Privatization and P3s were not explicitly discussed and PPP Canada Inc. did not receive additional funds from the 2010 budget. Privatization and P3s were however discretely referred to throughout the document.
- Year 2 stimulus funds, many with built-in P3 incentives through their matching fund requirement, were renewed until March 2011.
- $10 million was provided to support the legal, financial and technical work required to push through the Windsor–Detroit P3 bridge.
- Extension of the First Nations Water and Waste Water Plan for 2 years. The funding commitment is undeclared and it appears the government may be considering options other than public financing stating they are looking for “ways to more effectively support access by First Nations to alternative sources of financing, and approaches to improve the life-cycle management of capital assets”
What does this mean?
Government inaction in the 2010 budget is as much a warning sign of increasing privatization and P3s as is their explicit support. Without providing additional funding to address the crisis facing First Nations communities; the municipal infrastructure deficit; the crisis in our education and health systems; the need for national child care and early childhood education, long term care, and affordable housing and transit strategies, this budget could be considered a gateway for increasing privatization and the use of contracting out and P3s as funding “solutions”.
Extending the First Nations Water and Waste Water Plan for 2 years without committing funding illustrates the point above. The public health crisis facing First Nations communities cannot be underestimated and genuine federal commitment to address this issue is long overdue. Claims that “alternative sources of funding” are being sought by the government raise alarm bells that signal to us that our governments is attempting to place our water and the health of First Nations’ communities in the hands of the private sector.
Commitment to Year 2 stimulus spending is welcome but the fact remains that many of these projects require matching funds. Underfunded municipalities and universities, for example, may only be able to avail of these funds through P3s. Stimulus funds are heavily weighted towards infrastructure projects such as roads, bridges and buildings and neglect important social infrastructure such as education, child care, health and social services. In the absence of genuine support, the latter become vulnerable to corporatization and contracting out. This has a greater impact on women who are overrepresented in these jobs.
It is no secret that P3s and contracting out cost taxpayers more, are responsible for deteriorating working conditions, reduce the quality of services, increase the time required to complete projects, and are far less democratic and transparent than public financing. The $10 million provided specifically to support the legal, financial and technical work required to push through the Windsor–Detroit P3 bridge is a case in point. Lengthy, expensive legal and administrative processes are a characteristic feature of P3s, and one that waste taxpayer’s money.
Commitment to equalization payments and to the CST and CHT are welcome but must be tempered by the impending threats to slash public funding in the next few years, potentially leading to increased privatization.
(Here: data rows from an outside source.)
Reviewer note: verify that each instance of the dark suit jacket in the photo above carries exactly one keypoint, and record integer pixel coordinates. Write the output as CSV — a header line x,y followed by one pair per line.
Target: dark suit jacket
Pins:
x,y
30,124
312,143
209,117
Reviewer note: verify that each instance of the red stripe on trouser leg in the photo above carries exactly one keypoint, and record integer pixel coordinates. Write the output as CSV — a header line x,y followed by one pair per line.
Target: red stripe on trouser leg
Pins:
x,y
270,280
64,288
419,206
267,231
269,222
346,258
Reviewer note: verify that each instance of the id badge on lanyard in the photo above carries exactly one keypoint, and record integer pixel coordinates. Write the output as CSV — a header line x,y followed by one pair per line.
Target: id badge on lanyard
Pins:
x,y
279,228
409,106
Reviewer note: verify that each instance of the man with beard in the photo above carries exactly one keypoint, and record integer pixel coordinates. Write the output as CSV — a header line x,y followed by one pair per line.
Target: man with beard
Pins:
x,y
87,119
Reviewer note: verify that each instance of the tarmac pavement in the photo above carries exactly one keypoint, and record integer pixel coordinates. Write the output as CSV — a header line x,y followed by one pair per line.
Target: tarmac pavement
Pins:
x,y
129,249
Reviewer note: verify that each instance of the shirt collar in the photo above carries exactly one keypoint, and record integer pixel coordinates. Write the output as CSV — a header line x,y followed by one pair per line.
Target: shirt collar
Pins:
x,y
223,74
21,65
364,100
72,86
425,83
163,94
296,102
The public assets review process currently underway considers divestment as a viable option and illustrates the scope of the privatization agenda of this government.
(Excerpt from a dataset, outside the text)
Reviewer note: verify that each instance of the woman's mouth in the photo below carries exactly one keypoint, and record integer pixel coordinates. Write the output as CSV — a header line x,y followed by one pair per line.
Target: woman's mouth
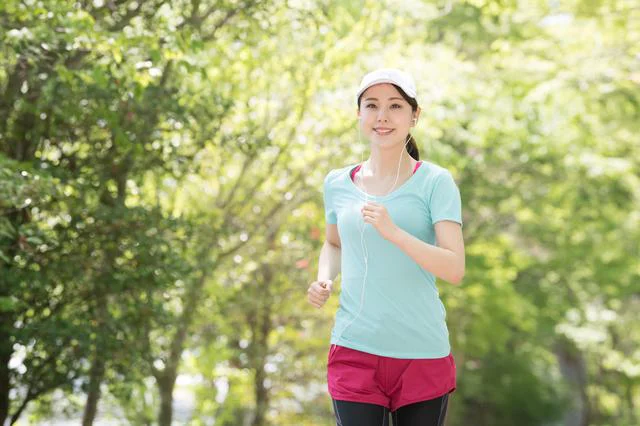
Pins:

Support for PPP Canada Inc. continues unabated. An update provided by the Federal Government claims 2010 support for P3 procurement will exceed $100 million for provincial, territorial and municipal projects. It can only be in the interest of drumming up business for the private sector that the government continues to support and fund the PPP Canada Inc.
What would be better choices?
This budget could have recognized our communities as the backbone of our economy and our citizens as the real generators of wealth. In doing so, the government could have chosen to:
- Prioritize communities’ interest over corporations;
- Recognize the need to support public provision of services, public procurement and local economic development;
- Increase federal transfer payments and directed funds to provinces and municipalities after years of underfunding.
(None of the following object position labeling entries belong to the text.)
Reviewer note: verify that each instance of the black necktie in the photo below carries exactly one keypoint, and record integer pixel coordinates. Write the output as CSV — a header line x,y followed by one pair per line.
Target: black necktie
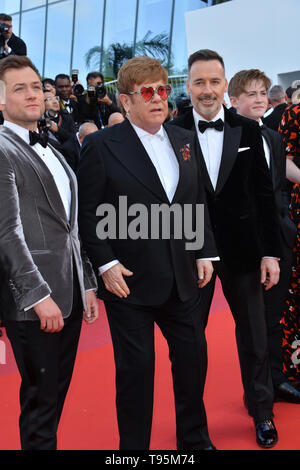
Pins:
x,y
218,125
41,138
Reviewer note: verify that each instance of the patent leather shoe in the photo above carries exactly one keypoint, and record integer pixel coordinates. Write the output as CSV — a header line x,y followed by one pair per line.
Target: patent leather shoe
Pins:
x,y
287,392
266,433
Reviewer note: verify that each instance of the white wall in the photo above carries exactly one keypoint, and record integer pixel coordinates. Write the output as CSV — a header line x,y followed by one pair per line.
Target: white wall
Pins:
x,y
261,34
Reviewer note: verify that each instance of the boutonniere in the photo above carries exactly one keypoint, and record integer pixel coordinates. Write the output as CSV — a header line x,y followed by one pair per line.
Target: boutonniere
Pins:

- Commit to funding that is long term and sustainable and stop creating incentives for P3s;
- Invest in social infrastructure and support national strategies in childcare and early childhood education, long term care, affordable housing and transit.
- Publicly fund our municipal infrastructure and provide a plan to ensure all repairs, upgrades and new buildings support green initiatives and green jobs;
- Promote Public–Public Partnerships (PUPS) instead; and
- Turn the PPP Canada Inc. and the PPP Fund into the Public Assets and Financing Agency and a Public Assets Fund.